As virgens: A esquerda portuguesa

Enquanto o país se divide entre a apatia dos banhos de praia e a emergência dos incêndios florestais, Miguel Albuquerque abriu a porta do PSD ao Chega. É certo que Rui Rio já tinha aberto a janela dos social-democratas a André Ventura, mas a dignidade da entrada anunciada, é outra. A hipótese adiantada por Rio e Albuquerque levanta questões pertinentes. Deve o PSD federar o espaço político à direita do PS, como fizeram os socialistas em 2015? Essa união à direita tem alguma linha vermelha? E, por fim, o PSD existe como alternativa ao PS ou apenas para ser sua muleta sempre que a esquerda lhe falhar? Pouco, ou nada disto, se discutiu. Mas o que faltou em debate, sobrou em indignação.
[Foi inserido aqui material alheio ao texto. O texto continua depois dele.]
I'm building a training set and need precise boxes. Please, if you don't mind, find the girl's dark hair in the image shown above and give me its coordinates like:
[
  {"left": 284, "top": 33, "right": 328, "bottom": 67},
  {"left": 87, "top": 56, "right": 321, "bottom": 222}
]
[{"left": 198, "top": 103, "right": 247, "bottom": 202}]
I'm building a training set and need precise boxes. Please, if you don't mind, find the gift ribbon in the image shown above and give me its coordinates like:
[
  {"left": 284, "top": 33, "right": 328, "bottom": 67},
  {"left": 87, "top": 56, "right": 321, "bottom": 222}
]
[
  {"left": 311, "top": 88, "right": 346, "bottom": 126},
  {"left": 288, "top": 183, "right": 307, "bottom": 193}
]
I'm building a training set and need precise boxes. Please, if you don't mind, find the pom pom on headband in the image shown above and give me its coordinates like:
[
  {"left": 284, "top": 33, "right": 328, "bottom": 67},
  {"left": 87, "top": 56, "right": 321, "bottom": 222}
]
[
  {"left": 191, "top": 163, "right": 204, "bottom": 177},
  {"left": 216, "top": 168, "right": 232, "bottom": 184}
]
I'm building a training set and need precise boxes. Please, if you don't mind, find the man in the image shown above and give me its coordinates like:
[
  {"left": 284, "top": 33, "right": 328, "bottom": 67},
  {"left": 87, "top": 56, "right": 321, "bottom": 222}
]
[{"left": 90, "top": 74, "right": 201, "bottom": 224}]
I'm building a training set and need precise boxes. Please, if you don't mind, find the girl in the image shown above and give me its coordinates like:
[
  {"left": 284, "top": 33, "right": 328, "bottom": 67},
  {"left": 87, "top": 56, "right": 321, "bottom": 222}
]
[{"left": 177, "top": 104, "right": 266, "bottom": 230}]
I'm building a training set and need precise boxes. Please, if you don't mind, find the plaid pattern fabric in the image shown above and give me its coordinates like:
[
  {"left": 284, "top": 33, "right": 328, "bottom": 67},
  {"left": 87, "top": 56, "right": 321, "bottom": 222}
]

Depois da entrevista de Albuquerque, não tardaram as vestes rasgadas, os clamores pelo regime democrático em perigo e o prenúncio que os fascistas preparavam o assalto ao país. Quem milita na área política à direita do PS, há muito habituou-se ao fascismo por osmose. Da mesma forma que o país se habituou a tratar com desprezo, justo e merecido, a extrema-direita e com candura, pura e ingénua, a extrema-esquerda. A discriminação terá uma razão histórica, com proteção constitucional, mas também tinha linhas vermelhas, desenhadas por Soares em 1975. Até que, em 2015, o pragmatismo de António Costa sobrepôs-se à ideologia (e às eleições) e juntou o que Soares tinha, sabiamente, separado. Curiosamente, os espíritos virgens que se assombram com o sermão do Chega, relativizam o discurso e a história de comunistas, trotskistas e afins. O mal de um extremo não justifica o mal do outro, mas normaliza-o. Quem se indigna com um, não pode dar a mão ao outro. Ainda que politicamente afastadas, a extrema-direita e a extrema-esquerda têm uma coisa em comum: não fazem falta ao país. Não há um extremo que é mau e outro que é tolerável. Ou alguém acha que o Bloco e o PCP são partidos democráticos? Olhe que não, olhe que não!